そうなったのは、母親からの言いつけをきっちり守り続けてきた結果。幼い頃……いじめられていた真っ只中である小学生の頃に事故に遭い亡くなった母親からの言いつけ。
常人ならば、いくら約束を守るといっても自分の身は最終的に大事になって絶対的な約束を一時反故にする、なんてことは少なからずあるだろう。しかし、礼安は違う。
そんな状況であっても、滅私奉公の精神を貫いていたのだ。狂気的なほどに。
「――私は、そんな礼安を、ずっと支え続けました。礼安が無茶をし過ぎないよう、ストッパーとして支え続ける。
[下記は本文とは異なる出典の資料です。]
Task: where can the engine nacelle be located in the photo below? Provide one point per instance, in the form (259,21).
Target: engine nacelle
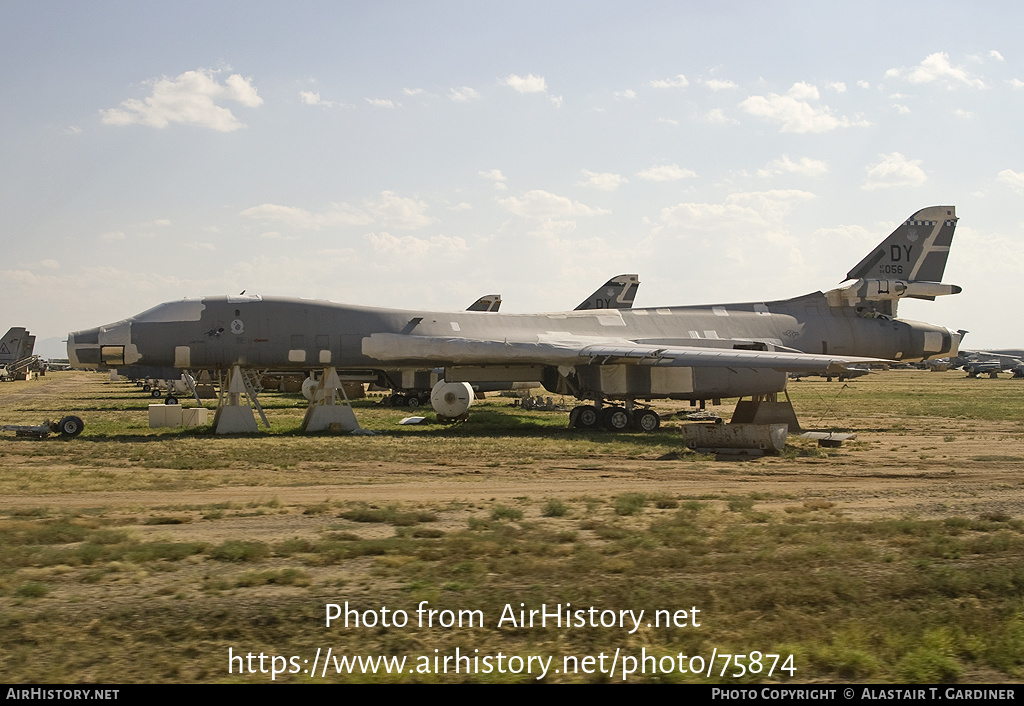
(452,400)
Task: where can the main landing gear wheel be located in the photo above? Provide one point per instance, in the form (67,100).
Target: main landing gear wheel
(646,420)
(614,418)
(584,417)
(70,426)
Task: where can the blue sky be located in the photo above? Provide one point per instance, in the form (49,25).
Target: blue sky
(423,154)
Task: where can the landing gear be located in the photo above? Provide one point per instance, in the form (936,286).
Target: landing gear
(613,418)
(584,417)
(646,420)
(70,426)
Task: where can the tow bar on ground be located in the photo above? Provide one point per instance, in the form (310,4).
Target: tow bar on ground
(68,426)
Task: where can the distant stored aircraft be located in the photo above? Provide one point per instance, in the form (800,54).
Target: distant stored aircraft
(15,353)
(611,358)
(990,363)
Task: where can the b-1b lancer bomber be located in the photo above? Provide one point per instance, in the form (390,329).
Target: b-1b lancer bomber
(611,359)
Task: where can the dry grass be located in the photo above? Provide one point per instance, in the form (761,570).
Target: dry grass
(866,563)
それこそが、私の役目なのですわ」
小学生の頃から、彼女を知っていた院は、彼女自身を放っておけなかったのだ。だからこその腐れ縁。長い間、礼安の傍で彼女が壊れてしまわないように、徹底的に彼女の囲いであり続ける。それから、今の二人の関係性が出来上がっていたのだ。
エヴァは缶ジュースを静かに傾け、ふうと一息つく。
「――――お二人は、とっても優しい方です。親御さんの言いつけをしっかりと、今も守り続ける。そしてそんな存在を、傍で徹底的に支え続ける。しばらくリアルで会ってこなかった『信念』と『覚悟』のある人です」
「……ふふっ、エヴァちゃんそんな言われてもなんも出ないよー!」
「――褒められて、悪い気はしませんわね。特に礼安が褒められていることは私の喜びですわ」
そういって礼安はエヴァの肩口をぽんと押す。その場の三人は揃って笑って見せたのだった。